Glee decided to cover an annoying novelty EDM-track with puppets and barnyard noises. It sucks — even Lea Michele agrees.


#5 ‘It’s A Man’s Man’s Man’s World’, James Brown (S1E21)

A pregnant Quinn (Diana Agron) sings James Brown during Glee club’s ‘Funk Week’ (yikes!) to talk about how she’s oppressed as a pregnant teenager.

It’s supposed to be incredibly cringe — she brings in a whole troupe of unwed pregnant dancers, plus several characters express their discomfort before Mercedes (Amber Riley) watches on in horror. At the song’s end, the club hug Quinn — except for Mercedes. Ooft.
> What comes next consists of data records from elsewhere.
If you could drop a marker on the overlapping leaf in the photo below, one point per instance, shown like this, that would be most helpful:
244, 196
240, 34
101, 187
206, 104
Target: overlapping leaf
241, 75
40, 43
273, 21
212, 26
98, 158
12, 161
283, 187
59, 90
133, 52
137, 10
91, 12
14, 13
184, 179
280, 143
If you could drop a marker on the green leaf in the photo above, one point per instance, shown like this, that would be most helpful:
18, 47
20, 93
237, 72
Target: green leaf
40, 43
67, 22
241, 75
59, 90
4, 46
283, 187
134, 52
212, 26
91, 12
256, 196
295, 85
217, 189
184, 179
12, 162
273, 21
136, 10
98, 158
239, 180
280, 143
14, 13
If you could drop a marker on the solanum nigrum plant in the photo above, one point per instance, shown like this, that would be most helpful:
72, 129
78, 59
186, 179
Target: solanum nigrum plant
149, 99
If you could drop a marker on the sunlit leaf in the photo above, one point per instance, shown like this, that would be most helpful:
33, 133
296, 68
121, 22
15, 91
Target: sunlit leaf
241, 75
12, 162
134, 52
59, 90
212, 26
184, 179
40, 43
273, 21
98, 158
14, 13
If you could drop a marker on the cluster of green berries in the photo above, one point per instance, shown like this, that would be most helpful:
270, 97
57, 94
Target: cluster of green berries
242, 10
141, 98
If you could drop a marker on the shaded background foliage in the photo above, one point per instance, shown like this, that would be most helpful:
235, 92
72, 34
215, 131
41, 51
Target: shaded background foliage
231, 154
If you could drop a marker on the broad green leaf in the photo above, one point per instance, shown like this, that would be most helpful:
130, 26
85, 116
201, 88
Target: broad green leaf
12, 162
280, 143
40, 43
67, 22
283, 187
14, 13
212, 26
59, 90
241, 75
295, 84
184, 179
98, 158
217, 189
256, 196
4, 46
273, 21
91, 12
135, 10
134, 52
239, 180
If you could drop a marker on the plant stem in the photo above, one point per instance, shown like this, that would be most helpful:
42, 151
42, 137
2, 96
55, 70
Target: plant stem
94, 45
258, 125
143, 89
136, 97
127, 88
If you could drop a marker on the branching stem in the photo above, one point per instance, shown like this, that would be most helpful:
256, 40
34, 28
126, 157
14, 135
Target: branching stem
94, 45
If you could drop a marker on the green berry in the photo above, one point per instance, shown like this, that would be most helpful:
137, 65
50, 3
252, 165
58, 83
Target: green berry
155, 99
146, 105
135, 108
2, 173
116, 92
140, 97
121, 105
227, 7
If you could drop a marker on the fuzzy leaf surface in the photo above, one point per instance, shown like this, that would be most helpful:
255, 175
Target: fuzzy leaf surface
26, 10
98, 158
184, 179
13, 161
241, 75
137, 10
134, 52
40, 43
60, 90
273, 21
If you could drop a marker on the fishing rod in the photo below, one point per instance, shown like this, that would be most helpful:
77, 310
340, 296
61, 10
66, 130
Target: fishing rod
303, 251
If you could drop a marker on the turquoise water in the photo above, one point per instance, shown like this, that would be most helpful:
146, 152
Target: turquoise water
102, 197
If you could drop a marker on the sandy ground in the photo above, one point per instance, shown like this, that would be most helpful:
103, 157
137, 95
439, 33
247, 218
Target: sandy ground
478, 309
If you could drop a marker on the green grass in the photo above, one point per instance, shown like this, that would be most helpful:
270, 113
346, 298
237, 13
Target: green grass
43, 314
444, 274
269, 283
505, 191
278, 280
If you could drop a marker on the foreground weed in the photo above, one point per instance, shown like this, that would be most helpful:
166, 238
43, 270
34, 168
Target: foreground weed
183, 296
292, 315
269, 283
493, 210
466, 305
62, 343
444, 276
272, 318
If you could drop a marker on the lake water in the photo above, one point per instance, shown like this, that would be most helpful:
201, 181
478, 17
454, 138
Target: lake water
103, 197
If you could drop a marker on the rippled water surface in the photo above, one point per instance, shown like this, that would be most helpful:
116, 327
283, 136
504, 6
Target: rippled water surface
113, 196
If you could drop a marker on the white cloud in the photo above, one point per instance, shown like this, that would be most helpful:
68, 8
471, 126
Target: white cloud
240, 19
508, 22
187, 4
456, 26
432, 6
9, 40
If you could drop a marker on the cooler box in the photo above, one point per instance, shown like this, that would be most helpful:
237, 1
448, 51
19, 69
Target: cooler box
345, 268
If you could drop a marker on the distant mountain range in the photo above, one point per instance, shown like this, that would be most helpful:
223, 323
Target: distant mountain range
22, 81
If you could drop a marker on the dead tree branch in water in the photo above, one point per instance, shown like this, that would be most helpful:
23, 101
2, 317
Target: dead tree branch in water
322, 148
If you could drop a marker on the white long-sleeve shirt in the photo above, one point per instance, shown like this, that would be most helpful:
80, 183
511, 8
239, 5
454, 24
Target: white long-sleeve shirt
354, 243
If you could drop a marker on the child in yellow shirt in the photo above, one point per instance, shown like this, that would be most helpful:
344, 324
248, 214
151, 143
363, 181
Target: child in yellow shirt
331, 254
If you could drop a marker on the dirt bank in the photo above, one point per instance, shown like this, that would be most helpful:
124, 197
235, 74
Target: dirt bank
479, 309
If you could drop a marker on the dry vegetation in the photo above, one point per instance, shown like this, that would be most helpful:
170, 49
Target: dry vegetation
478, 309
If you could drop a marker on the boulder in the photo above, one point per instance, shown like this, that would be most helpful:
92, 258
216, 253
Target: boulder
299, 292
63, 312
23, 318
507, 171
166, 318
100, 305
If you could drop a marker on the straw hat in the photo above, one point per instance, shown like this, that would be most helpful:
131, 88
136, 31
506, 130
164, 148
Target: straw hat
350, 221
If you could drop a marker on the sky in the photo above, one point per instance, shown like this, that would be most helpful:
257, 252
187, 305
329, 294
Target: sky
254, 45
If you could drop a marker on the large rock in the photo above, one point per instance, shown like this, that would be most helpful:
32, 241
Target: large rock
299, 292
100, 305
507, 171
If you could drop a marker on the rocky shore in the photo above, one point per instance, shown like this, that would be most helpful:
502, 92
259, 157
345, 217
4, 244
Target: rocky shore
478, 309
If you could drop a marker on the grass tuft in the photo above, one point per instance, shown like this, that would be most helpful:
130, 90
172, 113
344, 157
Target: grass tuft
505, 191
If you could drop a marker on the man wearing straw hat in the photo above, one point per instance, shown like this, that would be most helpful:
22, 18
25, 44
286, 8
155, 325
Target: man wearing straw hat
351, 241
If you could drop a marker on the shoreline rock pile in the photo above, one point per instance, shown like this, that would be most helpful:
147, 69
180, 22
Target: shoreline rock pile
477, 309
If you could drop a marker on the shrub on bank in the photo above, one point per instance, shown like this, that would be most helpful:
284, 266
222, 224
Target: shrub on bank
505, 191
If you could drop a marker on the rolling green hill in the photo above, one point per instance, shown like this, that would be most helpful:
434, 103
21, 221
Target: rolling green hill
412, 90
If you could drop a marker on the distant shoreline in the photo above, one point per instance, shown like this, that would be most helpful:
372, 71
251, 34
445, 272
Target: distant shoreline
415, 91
#4 ‘Thong Song’, Sisqó (S1E8)

When guidance counsellor Emma’s fiancé, football coach Ken, wants their wedding song to be Sisqó’s ‘Thong Song’ — a song he could ‘shake his money’ to — Will offers to help her work out a way to incorporate it in.

This show made Matthew Morrison sexy rap a lot at its beginning, and they, um, shouldn’t have.

#3 ‘Barbra Streisand’, Duck Sauce (S2E18)

When Rachel considers getting a nose job to advance her career, Kurt convinces her to not by reminding her of her idol, Barbra.

“Perhaps if my words don’t inspire you, a song will,” he says — before they dance to DJ duo Duck Sauce’s huge song from 2010, ‘Barbra Streisand’. Sure!

#2 ‘I Still Believe/Super Bass’, Mariah Carey/Nicki Minaj (S4E16)

In an episode called ‘Feud’, Sue Sylvester (Jane Lynch) interrupts Blaine’s Mariah Carey ballad by busting out Nicki’s candy-cotton hit — outfit and all.

#1 ‘Push It’, Salt-N-Pepa (S1E2)

Incredibly cringe, the New Direction’s cover of this Salt-N-Pepa classic is a completely inappropriate choice to perform at a school assembly. Artie rapping is the whitest thing in the world — and while that’s obviously the point, for better or for worse, this shows Glee at its peak Glee-ness. Awkward, endearing, wonderful and painful, all at once.

All seasons of Glee will be available to stream on Netflix Australia + New Zealand from June 30.